Weekly eMail Essays

Every week, you must send me a short eMail note summarizing what we have discussed that week. I must receive it before 1:00 on Fridays (and 1:00 on ThuRsday, June 3, our last week) for it to count for that week. No matter how eloquent, if it comes in after the deadline, it will not count. This is important. There is no need to wait on these eMail notes. Send me a note early in the week.

This means your first assignment is to obtain your own eMail account.

Even tho' this is a four-week Intersession, there are five eMail assignments. By 2:00 this Wednesday, May 12, I need an eMail msg from you with your eMail address. Don't wait until Wednesday morning to start getting your eMail account; do it now! Your first assignment is to send to me an eMail msg with your eMail address by 2:00 this Wednesday, May 12.

Each week, you must send me a short eMail note of two or three sentences telling me what you have learned or what we are discussing. Obviously, this is a mild attempt to keep you current with the class discussion. It does not need to be long or eloquent. Please do not make it long. Almost anything will satisfy this. If your "eMail essay" makes no sense or is entirely wrong, I will send it back to you and you will receive a zero for that week. There is no way to make up such a loss.
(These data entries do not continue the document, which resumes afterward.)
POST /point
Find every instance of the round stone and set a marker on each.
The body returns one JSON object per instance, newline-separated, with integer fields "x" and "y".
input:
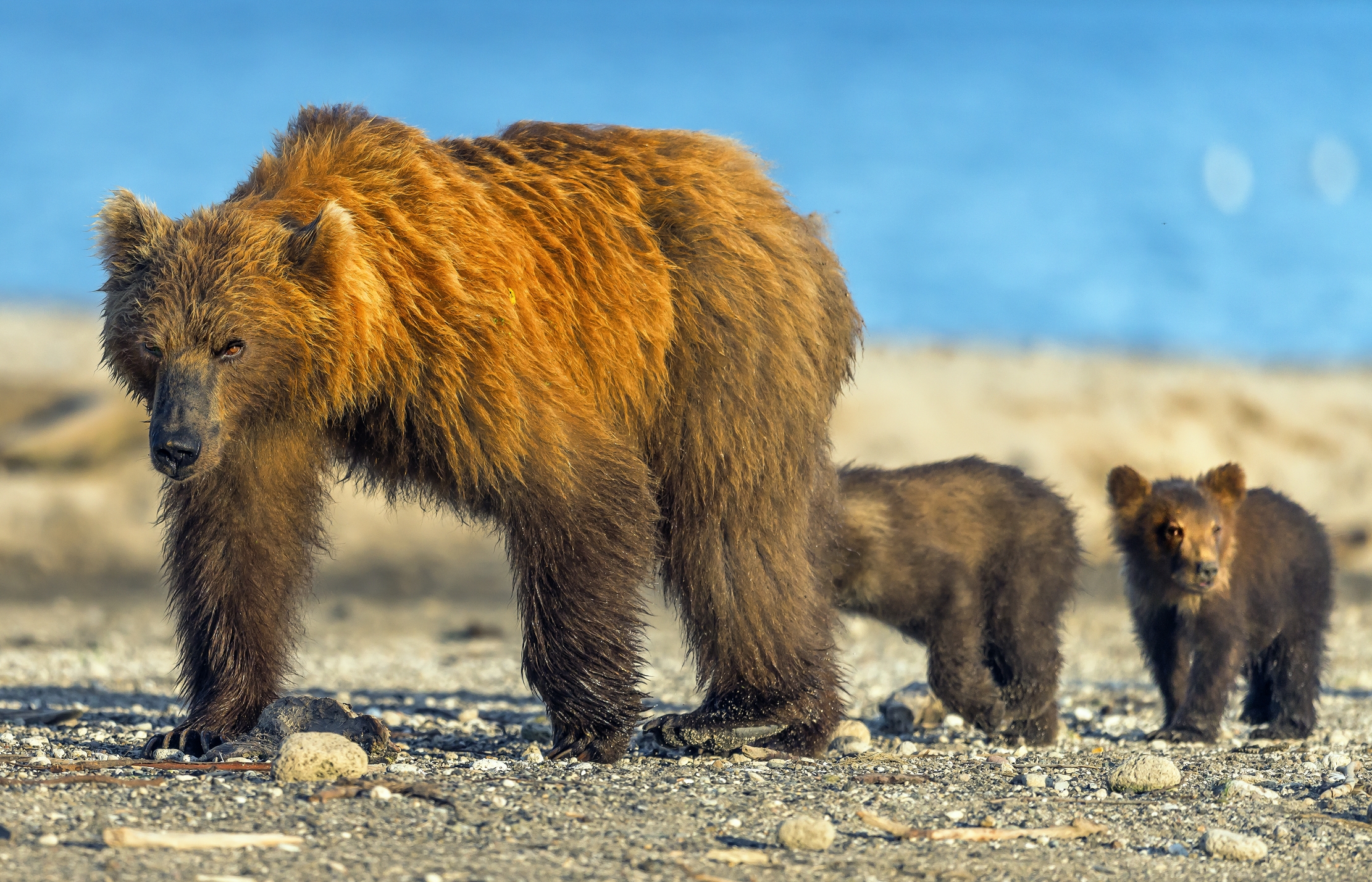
{"x": 317, "y": 756}
{"x": 807, "y": 833}
{"x": 1234, "y": 846}
{"x": 1145, "y": 773}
If we are studying straight-line motion, as we will be this first week, you might say something like,

"Straight-line motion involves an origin, position, velocity, and acceleration. Velocity is the time rate of change of position and acceleration is the time rate of change of velocity."

That's enough. More is not necessary. I just want you to keep current with the class discussion.

Later, when we discuss energy, you might write me,

"Energy is a conserved quantity. That means the final energy is the same as the initial energy. Total energy usually means the sum of kinetic energy and potential energy. Kinetic energy is energy due to motion."

That's enough. More is not necessary. However, if you have not come to class that week and write me, saying,

"Momentum happens when two objects run into each other,"

I will send the eMail note back to you and say "no, that was not this week's topic; we were discussing energy" and record a zero for you.

There are two reasons for these Weekly eMail Essays. First, it is obviously a meager attempt to keep you current with the material. But this is also a course in Scientific Awareness. You need to know how to use eMail. Not being comfortable with eMail will soon be as limiting as not knowing how to use a telephone.

I must receive your eMail essays for them to count. Please do not tell that you sent the eMail notes but they came back or that you tried to send the eMail notes but didn't know what to do. That's part of the assignment. You must become profecient enough with eMail that I receive your eMail essays. Please include your name. An eMail essay sent from someone else's account -- as from one of the "public" lab computers -- without your name cannot be matched up with you!

Send your weekly eMail essays to me at excphys@www.eiu.edu or, better yet, just click on the "mail box" icon on the Excursions Calendar web page.

I will not look at eMail sent to the account above daily; I will probably read all the eMail essays only once a week. If you have questions about the course or about what we are discussing, post those questions on the Excursions Bulletin Board. There is a link there from the Excursions Calendar web page and we will discuss this in class. Your questions will be posted for other students to see and respond to. I will also respond to them. This is intended to be somewhat like a classroom discussion.